Having survived the short transfer you enter the often chaotic domestic terminal, which is usually full of lots of local people going back to their homes with enough supplies to feed an army, interspersed with divers, birders and trekkers also loaded down with lots of stuff.
Stating the obvious – you are going to have baggage weight issues, both with your check-in and your carry-on.
The best bet is to check in as much as you can and pay the excess baggage – but, if you are flying Air Nuigini, don’t forget to ask for the 30kg standard plus 15kg “divers baggage allowance”.
If you don’t ask, you will be charged as the staff at the desk won’t ask you if you are a diver…
You can expect to be challenged about your carry-on – sometimes they are really difficult and sometimes not… but once through that check there is a security check and you are through to the departure lounge and the “wait”…
This is the moment of truth as you never know if the plane will come in on time, turnaround and depart for your destination before night fall.
Of the many times I have been to PNG in the last 16 years I would estimate that 20% of the internal flights had problems. Often you will not know till the very last minute and the flight will be cancelled, at which point there will be a scramble to get accommodation for the night!
In fairness to Air Nuigini, who are the major domestic carrier, I have never failed to get to my final destination.
Plus, in my opinion, there has been a quite noticeable improvement in recent years.
The basic problem is that PNG is a large and rugged country and Air Nuigini (like most airlines) has a fixed number of planes.
So when there is a problem, and there seem to be many, the system backs up and the plane you are waiting for either does not arrive, or does so too late to turnaround.
That means an extra flight has to be scheduled for early the following morning, which entails getting back to the airport in the middle of the night so that the flight can take off without disrupting the day’s schedule.
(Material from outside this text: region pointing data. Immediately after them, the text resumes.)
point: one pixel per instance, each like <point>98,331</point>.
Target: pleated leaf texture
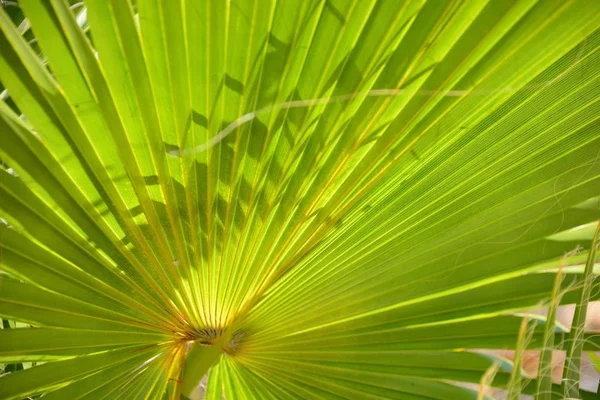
<point>291,199</point>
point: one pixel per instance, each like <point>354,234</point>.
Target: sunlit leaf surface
<point>300,198</point>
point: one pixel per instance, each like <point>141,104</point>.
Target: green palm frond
<point>299,199</point>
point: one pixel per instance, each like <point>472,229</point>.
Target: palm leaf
<point>301,199</point>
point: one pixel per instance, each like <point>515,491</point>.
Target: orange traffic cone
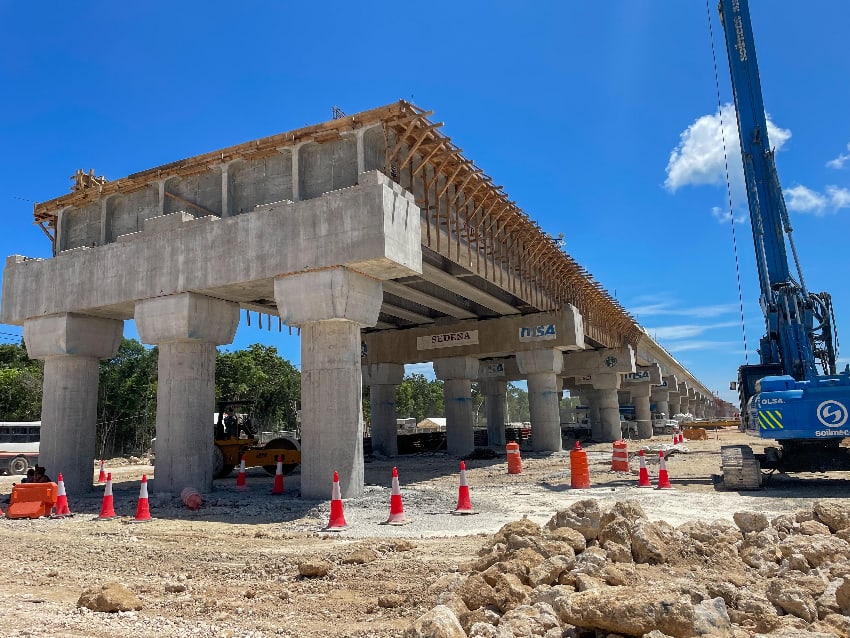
<point>620,457</point>
<point>240,478</point>
<point>278,477</point>
<point>579,472</point>
<point>62,499</point>
<point>663,478</point>
<point>514,458</point>
<point>143,512</point>
<point>643,475</point>
<point>337,520</point>
<point>464,506</point>
<point>396,508</point>
<point>107,509</point>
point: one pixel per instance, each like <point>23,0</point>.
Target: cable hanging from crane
<point>728,183</point>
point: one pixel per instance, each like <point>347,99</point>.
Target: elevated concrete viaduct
<point>364,231</point>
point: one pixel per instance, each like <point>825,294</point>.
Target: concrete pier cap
<point>383,379</point>
<point>71,346</point>
<point>542,368</point>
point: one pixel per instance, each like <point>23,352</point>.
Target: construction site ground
<point>231,568</point>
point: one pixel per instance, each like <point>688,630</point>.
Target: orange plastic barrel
<point>514,458</point>
<point>620,457</point>
<point>579,474</point>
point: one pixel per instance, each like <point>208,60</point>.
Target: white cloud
<point>838,162</point>
<point>804,200</point>
<point>425,369</point>
<point>685,331</point>
<point>667,308</point>
<point>699,159</point>
<point>684,346</point>
<point>723,216</point>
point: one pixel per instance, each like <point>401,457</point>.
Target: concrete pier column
<point>495,409</point>
<point>330,306</point>
<point>457,374</point>
<point>71,346</point>
<point>640,398</point>
<point>542,368</point>
<point>383,379</point>
<point>187,327</point>
<point>609,414</point>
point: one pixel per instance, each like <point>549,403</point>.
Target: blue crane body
<point>794,395</point>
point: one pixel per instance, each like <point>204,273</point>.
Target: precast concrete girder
<point>457,374</point>
<point>541,368</point>
<point>500,337</point>
<point>492,384</point>
<point>71,346</point>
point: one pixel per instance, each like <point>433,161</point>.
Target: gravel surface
<point>231,568</point>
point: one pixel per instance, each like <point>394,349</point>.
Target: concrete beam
<point>449,282</point>
<point>383,379</point>
<point>589,362</point>
<point>330,306</point>
<point>426,300</point>
<point>504,336</point>
<point>372,228</point>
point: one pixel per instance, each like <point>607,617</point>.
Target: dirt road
<point>232,568</point>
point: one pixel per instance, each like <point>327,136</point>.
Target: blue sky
<point>600,119</point>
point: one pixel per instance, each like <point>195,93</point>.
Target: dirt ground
<point>231,569</point>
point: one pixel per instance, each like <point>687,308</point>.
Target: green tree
<point>126,406</point>
<point>20,384</point>
<point>260,374</point>
<point>419,398</point>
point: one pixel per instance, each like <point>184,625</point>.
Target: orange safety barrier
<point>514,458</point>
<point>620,457</point>
<point>579,472</point>
<point>32,500</point>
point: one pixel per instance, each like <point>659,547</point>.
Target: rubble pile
<point>592,573</point>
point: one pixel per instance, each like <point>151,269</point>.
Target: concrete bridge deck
<point>374,235</point>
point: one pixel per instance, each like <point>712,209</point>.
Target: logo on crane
<point>832,413</point>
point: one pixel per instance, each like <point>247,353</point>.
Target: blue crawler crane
<point>794,395</point>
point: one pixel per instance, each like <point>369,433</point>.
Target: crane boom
<point>784,397</point>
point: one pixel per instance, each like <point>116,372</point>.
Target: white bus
<point>19,442</point>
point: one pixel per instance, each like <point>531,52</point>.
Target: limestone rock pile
<point>592,573</point>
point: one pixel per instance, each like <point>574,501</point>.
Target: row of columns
<point>330,306</point>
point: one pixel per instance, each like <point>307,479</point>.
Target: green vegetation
<point>126,406</point>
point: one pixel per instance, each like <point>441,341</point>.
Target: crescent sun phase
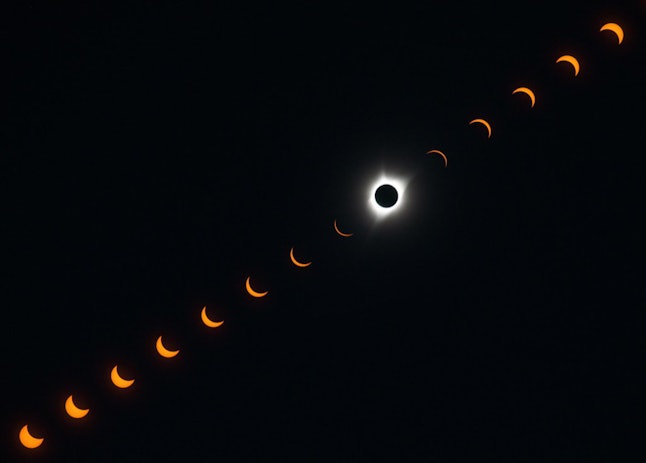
<point>368,198</point>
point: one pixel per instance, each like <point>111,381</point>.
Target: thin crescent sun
<point>527,92</point>
<point>616,28</point>
<point>345,235</point>
<point>207,321</point>
<point>572,60</point>
<point>118,381</point>
<point>296,262</point>
<point>251,291</point>
<point>74,411</point>
<point>163,351</point>
<point>483,122</point>
<point>28,440</point>
<point>446,161</point>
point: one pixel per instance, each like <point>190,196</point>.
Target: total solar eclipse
<point>386,196</point>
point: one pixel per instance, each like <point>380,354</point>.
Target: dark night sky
<point>154,156</point>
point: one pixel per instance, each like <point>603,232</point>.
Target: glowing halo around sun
<point>399,185</point>
<point>27,440</point>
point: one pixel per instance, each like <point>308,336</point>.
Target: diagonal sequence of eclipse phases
<point>385,196</point>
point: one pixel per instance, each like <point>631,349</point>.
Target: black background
<point>154,156</point>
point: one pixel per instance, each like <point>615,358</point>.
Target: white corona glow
<point>400,186</point>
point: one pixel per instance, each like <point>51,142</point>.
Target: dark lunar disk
<point>386,195</point>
Often chaotic, very frustrating when it happens, but it usually works out in the end and there is no point in taking out on the poor ground staff who always try there best to sort things out.
It’s Papua New Guinea – Expect the Unexpected…
Or plan on staying overnight in Port Moresby and take the morning flight to your final destination as the early domestic flights are usually much more reliable than the late afternoon ones.